Дыбенко не понимал, что происходит. Его окружили немецкие солдаты, повели в здание штаба. В залитом солнцем большом кабинете за столом сидел командующий оккупационными войсками генерал Кош.
— Вас надо было расстрелять, — медленно проговорил генерал. — Приказ об этом уже подписан… Но мы решили, что стоит принять предложение большевиков…
«Какое предложение?» — чуть не вырвалось. Скоро все выяснилось. Советское правительство, узнав об аресте Дыбенко, предложило немецкому командованию обменять Павла Ефимовича на группу кайзеровских генералов и офицеров, взятых в плен Красной Армией.
— Не желал бы встречи… — проворчал Кош.
— А встреча не исключена, ведь вы на нашей земле, — решительно произнес Дыбенко. — Все равно прогоним!..
Уже на улице, когда садились в машину, Павел подумал: «А вдруг это ловушка?» Тревожная мысль не оставляла всю дорогу, пока его везли к нейтральной зоне. Успокоился, когда на маленьком полустанке увидел группу командиров Красной Армии. После окончания формальностей с обменом они ехали по советской земле. В комнате увидел командующего Украинском фронтом Антонова-Овсеенко в окружении работников штаба. Дыбенко обнимали, горячо жали руки. Чуть в стороне сидел брат Федор. «А ты как тут очутился?» И с Федором все выяснилось: сам пришел к Антонову-Овсеенко и попросился на службу в Красную Армию. С мая по сентябрь командовал повстанческим отрядом петлюровцев, понял, что не туда попал, сбежал. Ему предложили должность инспектора по формированию войск Красной Армии. Позднее Антонов-Овсеенко запишет в своих воспоминаниях, что Федор Ефимович Дыбенко отличался громадной энергией, острым умом и дисциплинированностью, работал много, честно.
Пока Павел полгода находился в подполье, сидел в тюрьме, он не знал, что происходит в стране. Антонов-Овсеенко рассказал о тяжелом положении молодой республики, о трудностях, сложившихся на Украине.

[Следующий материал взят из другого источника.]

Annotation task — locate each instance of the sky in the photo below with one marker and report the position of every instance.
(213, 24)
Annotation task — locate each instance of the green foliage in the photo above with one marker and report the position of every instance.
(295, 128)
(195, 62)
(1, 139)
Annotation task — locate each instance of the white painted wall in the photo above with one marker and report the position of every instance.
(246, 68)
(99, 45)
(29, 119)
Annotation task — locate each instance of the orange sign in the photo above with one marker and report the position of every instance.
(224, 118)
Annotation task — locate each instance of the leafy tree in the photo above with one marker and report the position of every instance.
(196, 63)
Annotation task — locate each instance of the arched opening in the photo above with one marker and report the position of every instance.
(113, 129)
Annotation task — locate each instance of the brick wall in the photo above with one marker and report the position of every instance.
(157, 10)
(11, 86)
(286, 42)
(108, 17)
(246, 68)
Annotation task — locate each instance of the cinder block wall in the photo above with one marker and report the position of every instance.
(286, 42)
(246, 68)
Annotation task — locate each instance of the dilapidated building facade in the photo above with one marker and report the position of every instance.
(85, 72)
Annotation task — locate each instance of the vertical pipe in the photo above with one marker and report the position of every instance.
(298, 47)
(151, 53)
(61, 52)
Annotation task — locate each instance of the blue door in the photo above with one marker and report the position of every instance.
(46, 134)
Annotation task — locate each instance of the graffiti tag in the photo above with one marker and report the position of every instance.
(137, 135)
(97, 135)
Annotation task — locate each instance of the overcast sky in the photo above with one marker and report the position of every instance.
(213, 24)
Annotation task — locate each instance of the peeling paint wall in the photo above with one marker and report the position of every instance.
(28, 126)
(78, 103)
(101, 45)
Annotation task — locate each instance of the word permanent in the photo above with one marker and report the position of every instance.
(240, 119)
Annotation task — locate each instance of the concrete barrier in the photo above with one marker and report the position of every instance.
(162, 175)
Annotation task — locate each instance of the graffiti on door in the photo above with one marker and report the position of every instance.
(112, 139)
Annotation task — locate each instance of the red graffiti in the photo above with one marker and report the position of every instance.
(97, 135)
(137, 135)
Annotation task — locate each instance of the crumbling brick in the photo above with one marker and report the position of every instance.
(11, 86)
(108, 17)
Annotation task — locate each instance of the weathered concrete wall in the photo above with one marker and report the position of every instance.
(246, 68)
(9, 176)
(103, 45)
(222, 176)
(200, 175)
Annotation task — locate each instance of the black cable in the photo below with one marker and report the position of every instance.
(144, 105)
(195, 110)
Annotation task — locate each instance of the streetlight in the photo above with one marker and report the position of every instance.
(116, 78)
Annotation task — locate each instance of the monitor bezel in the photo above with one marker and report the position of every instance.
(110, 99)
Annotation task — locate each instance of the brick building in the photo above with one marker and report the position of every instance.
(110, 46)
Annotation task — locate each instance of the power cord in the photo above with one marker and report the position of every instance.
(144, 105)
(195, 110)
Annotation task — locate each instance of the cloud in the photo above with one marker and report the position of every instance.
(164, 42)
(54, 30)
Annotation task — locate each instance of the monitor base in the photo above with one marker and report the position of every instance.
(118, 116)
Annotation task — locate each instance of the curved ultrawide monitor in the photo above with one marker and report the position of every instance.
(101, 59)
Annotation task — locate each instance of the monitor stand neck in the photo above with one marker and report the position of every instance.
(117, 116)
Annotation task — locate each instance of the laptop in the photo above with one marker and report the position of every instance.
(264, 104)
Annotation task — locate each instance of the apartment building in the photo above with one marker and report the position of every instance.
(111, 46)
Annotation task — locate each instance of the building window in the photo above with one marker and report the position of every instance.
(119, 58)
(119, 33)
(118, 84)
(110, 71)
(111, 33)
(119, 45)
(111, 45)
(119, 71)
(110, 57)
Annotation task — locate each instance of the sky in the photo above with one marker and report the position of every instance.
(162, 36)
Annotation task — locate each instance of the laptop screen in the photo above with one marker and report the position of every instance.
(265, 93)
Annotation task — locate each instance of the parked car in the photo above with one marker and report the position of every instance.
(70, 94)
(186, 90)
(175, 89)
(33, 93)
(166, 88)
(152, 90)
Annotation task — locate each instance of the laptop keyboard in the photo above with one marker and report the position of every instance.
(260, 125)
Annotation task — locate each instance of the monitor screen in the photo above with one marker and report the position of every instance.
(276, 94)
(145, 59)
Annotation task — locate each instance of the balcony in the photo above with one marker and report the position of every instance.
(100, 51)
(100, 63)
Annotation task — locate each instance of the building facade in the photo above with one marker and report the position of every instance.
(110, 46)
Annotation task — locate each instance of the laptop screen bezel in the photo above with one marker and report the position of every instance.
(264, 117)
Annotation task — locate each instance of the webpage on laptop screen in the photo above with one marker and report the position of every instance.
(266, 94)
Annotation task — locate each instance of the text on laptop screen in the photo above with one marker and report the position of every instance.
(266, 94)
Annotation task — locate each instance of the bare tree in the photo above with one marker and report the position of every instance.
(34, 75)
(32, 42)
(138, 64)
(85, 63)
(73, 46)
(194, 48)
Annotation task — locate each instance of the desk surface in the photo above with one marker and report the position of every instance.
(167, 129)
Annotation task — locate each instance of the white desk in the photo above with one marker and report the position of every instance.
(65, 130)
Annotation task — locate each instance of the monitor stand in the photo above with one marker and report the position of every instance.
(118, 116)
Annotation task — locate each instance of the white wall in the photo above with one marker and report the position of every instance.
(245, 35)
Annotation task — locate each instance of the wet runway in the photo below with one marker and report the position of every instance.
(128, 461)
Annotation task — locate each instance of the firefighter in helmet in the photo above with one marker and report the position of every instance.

— Скоро начнем боевые действия против немецких войск, белогвардейцев, петлюровцев и прочих врагов украинского народа. Что еще? Коллонтай жива, здорова, недавно видел ее. Очень переживает за тебя. А и сама едва не попала в руки ярославских мятежников вместе со своим агитпароходом. Выручил капитан, умница, своевременно ушел в Кострому и благополучно вернулся в Москву. В Ярославле мятежники только за одну ночь расстреляли сто коммунистов. Погиб и наш друг председатель губисполкома, бывший комиссар 12-й армии Семен Михайлович Нахимсон. В ликвидации мятежа участвовали черноморские моряки с затопленных кораблей во главе с Николаем Пожаровым. Он избран председателем Ярославского губ-исполкома…
— А я мечтал с Пожаровым в Севастополе встретиться, — сказал Дыбенко.
— Наши моряки молодцы! — восхищался Антонов. Дыбенко оживился:
— Надежные они бойцы! Помните, Владимир Александрович, при образовании первых фронтов гражданской войны Ленин рекомендовал Военно-морской коллегии в каждый формируемый эшелон (на 100 человек) в целях спайки направлять по взводу товарищей моряков.
— Вот и нам бы такие взводы! — произнес Антонов. — Только после каждого боя матросов все меньше остается. Воюют геройски. Даже враги склоняют головы перед подвигами красных моряков.